I also started suggesting that after they got all their frustrations out in early drafts, they extract any highly-charged details that weren’t absolutely necessary for context, or to move the dramatic action forward—that once they’d told those parts to themselves, they’d find it less objectionable to let them go.
These approaches worked well for many of them, and I was pleased. But I had a hard time taking my own advice. I was still too paralyzed with fear.
Then I attended the 2019 edition of the AWP Conference in Portland Oregon, and heard Melissa speak on a panel about the challenges inherent in writing about people in your life. She confessed to regrets regarding some things she’d written about a particular person in her life.
She also talked about that much-memed Anne Lamott quote, the one burgeoning memoirists rely on to justify writing whatever they want about people they believe have hurt them—”You own everything that happened to you. Tell your stories. If people wanted you to write warmly about them, they should've behaved better.”—and how facile a notion that is. No, Melissa insisted, the business of writing about other people requires much greater thought and care, and sometimes the messy work of sharing with them what you’re planning to publish before you do, with enough time to possibly revise it, depending on their response.
Melissa had clearly changed her mind since we’d spoken all those years ago. Instead of making me feel more limited, hearing her impart this new perspective somehow made me feel liberated. There were ways for me to do this work with greater integrity. It could make it all feel less dangerous—safer.
I returned home from AWP in early March and, almost miraculously, immediately got my ass in gear—that June finally finishing the book proposal I’d been struggling with forever. A few months later, I signed a contract with Heliotrope for And You May Find Yourself…Confessions of a Late Blooming Gen-X Weirdo.

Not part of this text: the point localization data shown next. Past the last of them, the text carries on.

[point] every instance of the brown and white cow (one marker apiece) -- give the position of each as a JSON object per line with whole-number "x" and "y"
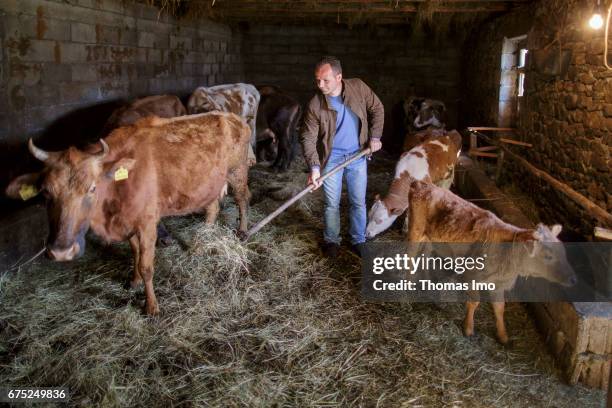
{"x": 163, "y": 106}
{"x": 414, "y": 139}
{"x": 155, "y": 168}
{"x": 277, "y": 120}
{"x": 432, "y": 161}
{"x": 241, "y": 99}
{"x": 434, "y": 214}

Still, the writing was very hard. I continued to stall. The book was supposed to come out a year ago, in the spring of 2021, but I remained too anxious. I felt as if I needed to declaw so much of what I’d written. And so I did. I put the manuscript through two additional rounds of my own editing—blurring the living daylights out of every single ex-partner and ex-friend; making composites of parents, grandparents, aunts, uncles, and teachers by assigning some of their more regrettable choices to “the adults around me” (I mean, I grew up in the ’70s, when adults were pulling some crazy shit); culling unnecessary details about my parents’ personal lives.
I was about to give my book the second of those serious haircuts when an assuring piece of mail arrived: a galley of Melissa’s Body Work: The Radical Power of Personal Narrative. In a chapter called “A Big Shitty Party,” she expounds on the kernels of ideas she offered at AWP in 2019—about the great power a memoirist has, much greater than that of her subjects, and the responsibility that comes with that power. (It was a special thrill to see her refer to our conversation about “letting the writer win.”)
I felt held by the book. I kept it by my side as I put the manuscript through its second deep scrub, with benevolence in mind. And I got the job done.
When I received my father’s email, I knew I had succeeded in producing a memoir that reveals more about me than anyone else, and which tells my story, warts and all, in a way that my family can get behind. (He asked for only one change: I’d gotten wrong the age his mother was when she died.)
So, yeah, it turns out my mom loves the book, too, as does my hilarious sister, who texted, “Omg, your book is so funny!” (Big score.) It’s all such an enormous weight off my shoulders. To think that I’ve been putting this off for so long.
P.S. My dad accidentally cc’d his friend Frank on that email. I only hope Frank was as moved as I was.